2 comments

General

1

The worst moment came when I needed to use the bathroom. I had held on for as long as I could – until my bladder was at exploding point, actually – but I knew I would have to go sooner rather than later.

But how would I do it? I looked around, searching for something to aid me in this process. At that moment, I was simultaneously relieved and miserable that I was unaccompanied; I was deeply lonely and terrified, but glad that nobody was present to witness such an embarrassing spectacle.

My eyes fell on an empty soda bottle. I considered it for a moment. It could contain my urine and it could be closed afterwards. The last thing I wanted was to spill a bottle of piss in here.

Slowly, I crawled over to the bottle and picked it up. It still had a few brown droplets coating the inside. I span it around in my hands. There was a lot of rubbish written on the label; the ridiculously long ingredients list (what the hell was E150d?), the total amount of fats and sugars (R.I.P. teeth), over five different copyright logos, a few different website addresses, a label telling me that the expiration date could be found on the lid of all places, and right at the bottom was volume: 550 ml.

The number didn’t mean a lot to me, I wasn’t very good at estimating or guessing anything when it came to numbers. Q: How far away is that car? A: No idea; Q: How heavy is that table? A: Be buggered if I know; Q: How much can the average human piss?
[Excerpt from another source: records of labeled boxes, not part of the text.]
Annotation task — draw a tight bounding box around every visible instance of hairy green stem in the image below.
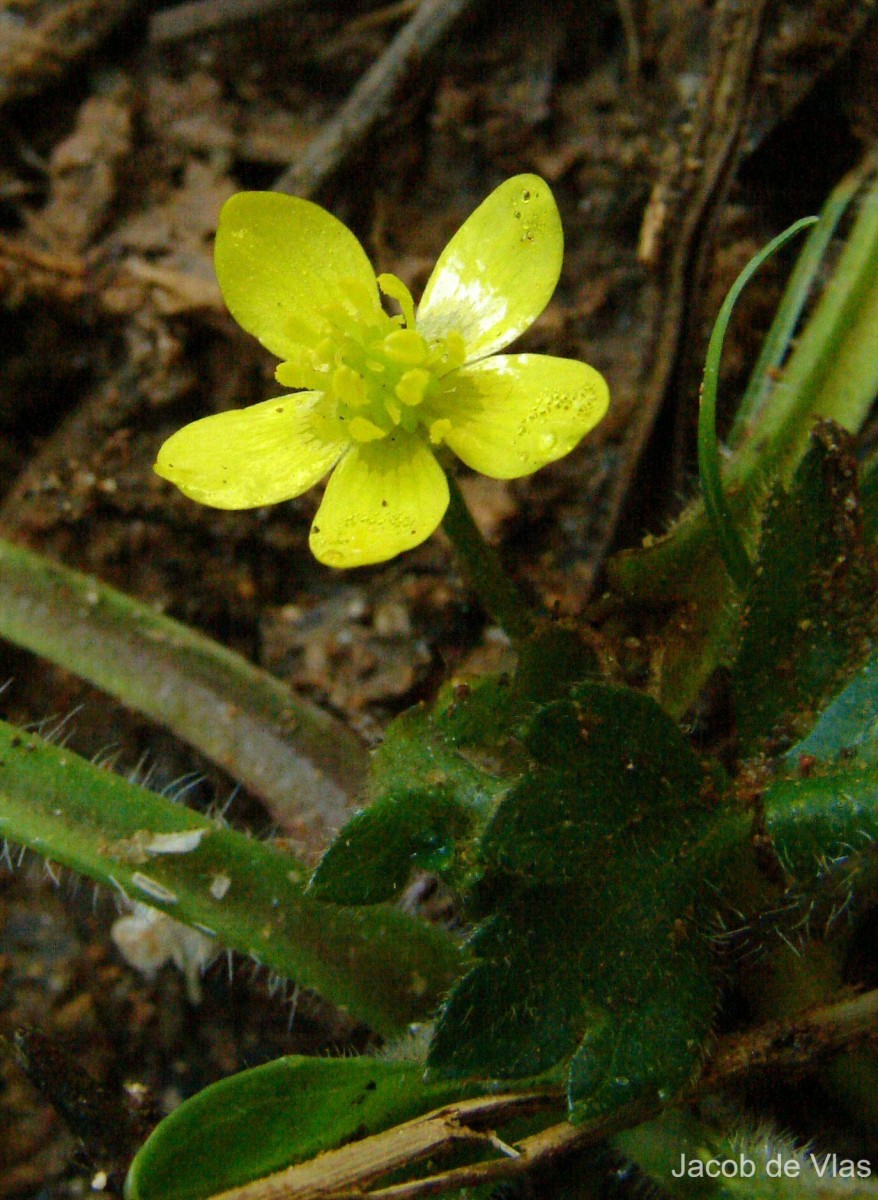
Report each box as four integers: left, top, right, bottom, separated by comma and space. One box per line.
0, 541, 367, 853
0, 722, 462, 1036
443, 475, 536, 642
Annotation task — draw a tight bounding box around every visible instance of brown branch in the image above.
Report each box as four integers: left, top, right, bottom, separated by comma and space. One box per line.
203, 990, 878, 1200
592, 0, 768, 566
275, 0, 474, 197
149, 0, 305, 46
0, 0, 142, 104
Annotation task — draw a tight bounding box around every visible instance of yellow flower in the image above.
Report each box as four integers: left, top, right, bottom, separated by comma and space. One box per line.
156, 175, 608, 566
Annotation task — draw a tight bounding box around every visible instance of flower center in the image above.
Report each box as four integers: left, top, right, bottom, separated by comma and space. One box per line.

A: Who the hell knows this sort of rubbish?

How much did the average human bladder hold? I had been bursting for… well, I didn’t know how long. I didn’t have a watch, and my phone had died pretty quickly. I assumed that whatever amount of liquid I had sloshing around in my belly was a bit bigger than the average. I didn’t want to start filling up the bottle, only for it to overfill. That would be a ghastly sight! I had no idea how long I’d be here; I had no intention of sitting here in the stench of my own produce.

I supposed I could just… stop, when the bottle was filled. Hopefully that’d be enough to take some of the pressure from my poor bladder. Could you stop mid-stream? I had no idea. I had never tried. I had never needed to try. What if I couldn’t? What if I started, saw that the bottle was going to overflow, but couldn’t stop relieving myself? It’d be messy. And perhaps worst of all, noisy.

It was something I’d just have to risk, I realised. I needed to go, and I needed to go now. If I sat here overthinking it forever, I’d end up either rupturing something inside, or wetting myself.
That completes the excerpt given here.